As the beautiful wife of a wealthy businessman, she had an ability to travel in a way that few others could contemplate. She obtained false papers that allowed her to stay and work in the Vichy zone in occupied France. She became deeply involved in helping to spirit a thousand or more escaped prisoners of war and downed Allied fliers out of France. Although she was judged to be unruly, her exuberant spirits and physical daring were thought "good for morale''.

By 1942, the Gestapo had become aware of an unidentified agent that was proving to be a significant thorn in their side. They code named the agent 'the white mouse' and listed her as number one on their wanted list, attracting a five million franc reward.

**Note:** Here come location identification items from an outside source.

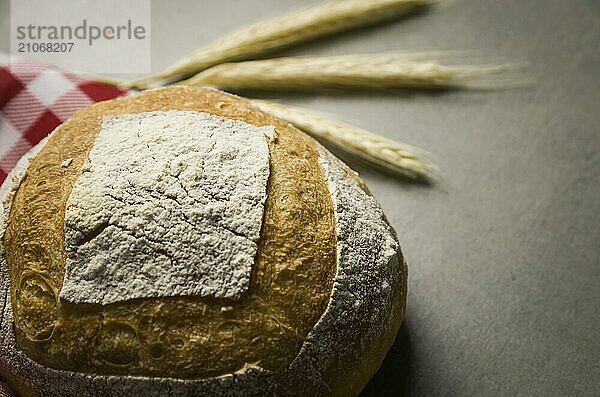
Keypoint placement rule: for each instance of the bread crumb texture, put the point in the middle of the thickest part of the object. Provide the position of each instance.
(325, 296)
(171, 204)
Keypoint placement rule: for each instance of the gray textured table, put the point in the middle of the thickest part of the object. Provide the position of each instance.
(504, 253)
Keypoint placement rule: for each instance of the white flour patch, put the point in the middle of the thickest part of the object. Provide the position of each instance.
(170, 203)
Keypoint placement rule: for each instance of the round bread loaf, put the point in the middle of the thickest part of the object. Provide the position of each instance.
(181, 242)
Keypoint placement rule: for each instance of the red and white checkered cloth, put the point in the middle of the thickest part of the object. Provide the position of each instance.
(35, 99)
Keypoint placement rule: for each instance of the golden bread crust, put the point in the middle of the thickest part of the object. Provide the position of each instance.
(178, 337)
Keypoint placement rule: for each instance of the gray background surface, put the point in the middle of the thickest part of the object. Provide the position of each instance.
(504, 252)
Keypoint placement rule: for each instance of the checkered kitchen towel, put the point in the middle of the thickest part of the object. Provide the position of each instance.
(35, 99)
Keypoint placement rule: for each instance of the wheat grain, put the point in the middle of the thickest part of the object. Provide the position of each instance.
(283, 31)
(387, 70)
(396, 158)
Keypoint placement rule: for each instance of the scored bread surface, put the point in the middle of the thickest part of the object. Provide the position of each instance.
(325, 300)
(180, 337)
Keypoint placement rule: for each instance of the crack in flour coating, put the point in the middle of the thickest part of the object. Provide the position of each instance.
(170, 203)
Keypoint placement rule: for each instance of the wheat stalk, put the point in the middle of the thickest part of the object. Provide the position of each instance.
(283, 31)
(396, 158)
(387, 70)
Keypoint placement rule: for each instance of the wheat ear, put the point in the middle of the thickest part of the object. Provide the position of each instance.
(396, 158)
(283, 31)
(387, 70)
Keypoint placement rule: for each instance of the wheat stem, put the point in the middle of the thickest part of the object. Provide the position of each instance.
(396, 158)
(388, 70)
(283, 31)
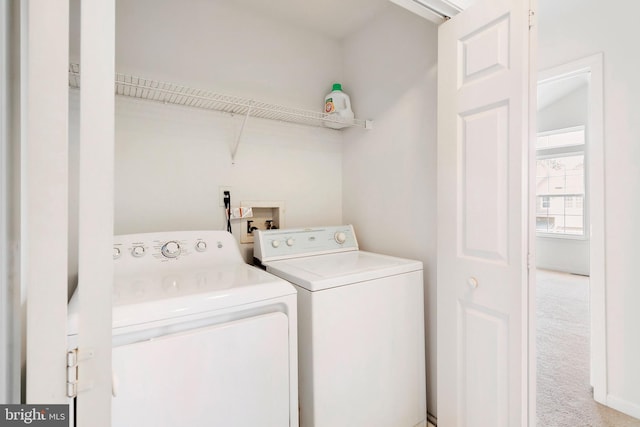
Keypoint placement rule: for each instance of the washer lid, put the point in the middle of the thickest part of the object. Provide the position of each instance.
(143, 298)
(319, 272)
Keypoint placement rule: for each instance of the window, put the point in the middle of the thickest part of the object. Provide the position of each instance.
(560, 183)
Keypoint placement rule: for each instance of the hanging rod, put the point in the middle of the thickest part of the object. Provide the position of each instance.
(171, 93)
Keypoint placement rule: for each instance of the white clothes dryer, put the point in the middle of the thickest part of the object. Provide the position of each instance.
(360, 328)
(200, 338)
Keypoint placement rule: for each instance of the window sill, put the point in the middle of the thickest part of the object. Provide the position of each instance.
(560, 236)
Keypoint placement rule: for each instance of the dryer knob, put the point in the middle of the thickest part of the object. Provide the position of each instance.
(138, 251)
(171, 249)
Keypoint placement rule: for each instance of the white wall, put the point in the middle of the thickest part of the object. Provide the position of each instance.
(573, 29)
(389, 173)
(170, 161)
(553, 253)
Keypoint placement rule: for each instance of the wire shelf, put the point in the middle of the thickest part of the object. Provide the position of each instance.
(170, 93)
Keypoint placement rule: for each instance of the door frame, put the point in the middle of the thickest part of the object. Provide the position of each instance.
(593, 65)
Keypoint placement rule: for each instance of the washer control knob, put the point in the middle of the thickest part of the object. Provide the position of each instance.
(171, 249)
(138, 251)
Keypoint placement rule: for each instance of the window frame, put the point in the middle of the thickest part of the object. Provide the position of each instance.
(567, 151)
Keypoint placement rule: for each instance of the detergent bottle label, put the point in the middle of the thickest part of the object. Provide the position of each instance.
(329, 107)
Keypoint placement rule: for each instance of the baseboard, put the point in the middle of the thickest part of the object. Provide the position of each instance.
(623, 406)
(432, 421)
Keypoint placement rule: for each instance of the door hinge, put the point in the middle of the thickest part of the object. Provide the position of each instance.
(72, 373)
(532, 18)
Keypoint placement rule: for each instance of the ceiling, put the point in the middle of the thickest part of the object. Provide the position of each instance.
(552, 91)
(333, 18)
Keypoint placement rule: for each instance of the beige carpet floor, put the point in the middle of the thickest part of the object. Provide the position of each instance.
(564, 397)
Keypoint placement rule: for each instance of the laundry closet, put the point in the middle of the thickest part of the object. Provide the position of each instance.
(172, 161)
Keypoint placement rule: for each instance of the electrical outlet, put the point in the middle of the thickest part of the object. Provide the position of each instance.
(221, 191)
(263, 211)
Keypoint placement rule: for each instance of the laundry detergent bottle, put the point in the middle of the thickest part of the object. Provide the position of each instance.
(337, 106)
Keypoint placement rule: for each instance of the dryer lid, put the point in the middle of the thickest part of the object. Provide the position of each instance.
(320, 272)
(171, 296)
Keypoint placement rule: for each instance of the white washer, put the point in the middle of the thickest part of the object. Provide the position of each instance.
(360, 328)
(200, 338)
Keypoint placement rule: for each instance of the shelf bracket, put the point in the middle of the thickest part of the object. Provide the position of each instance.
(237, 144)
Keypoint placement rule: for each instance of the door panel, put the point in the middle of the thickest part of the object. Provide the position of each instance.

With the net closing in, Wake escaped to England where she joined the French Section of the British Special Operations Executive (SOE), a unit of 470 specially trained men and women set up to work with local resistance groups in the German occupied territories.

In 1944, Wake parachuted back into France to help preparations for D-day landings. She was put in charge of an army of 7,000 Maquis troops that engaged in guerrilla warfare to sabotage the Nazis. Henri Tardivat, one of her comrades, later said that:

"She is the most feminine woman I know, until the fighting starts. Then she is like five men."

Like a true commander, Wake always put herself in the thick of the action. On one occasion, the supply drops were threatened by the destruction of radio codes. Wake embarked on a marathon bike ride, cycling about 500 km in 72 hours and crossing several German checkpoints, in order to find an operator to radio Britain and request new codes. Wake took responsibility because a woman was deemed to have more chance.

After the war, Wake received numerous international honours, including the George Medal, the Croix de Guerre, the Medaille de la Resistance, the Chevalier de Legion d'Honneur and the US Medal of Freedom. As for her home country, despite being recommended for medals by the RSL, no official recognition was ever forthcoming. In regards to being overlooked, Nancy was philosophical; once saying :

'they can stick their award and be thankful it's not a pineapple'.

In 1949, Nancy returned to Australia and stood as a Liberal Party candidate in the Sydney seat of Barton. In some ways, her decision to enter politics was a shame because it inevitably divided public opinion about her and thus reduced the receptiveness of the Australian people to her story. It also made it difficult for the Labor Party to ever support public celebration of her. Arguably, her story of courage, self-sacrifice, and determination offered more than she could have ever offered as a politician.

Despite a strong swing in her favour, Nancy didn't win her seat. Nor was she able to find any other suitable employment. She then returned to Britain where she was appointed as a Women's Royal Air Force (WRAF) officer in the British Air Ministry. She remained in the post until 1958.

In 1960, she returned to Australia, and wrote her autobiography. In 1966, she again stood for politics but again failed to win her seat. In 2001, she returned to England to live out her days, with the express wish that her ashes be scattered over France after she died.

As for how she would like to be remembered, she said she hoped to go down in history as the woman who turned down 7,000 sex-starved Frenchmen. She also said,

'I got away with blue murder and loved every minute of it.'
 
Thanks for consolidating the two threads dealing with the same issue. I didnt realize that someone had already posted.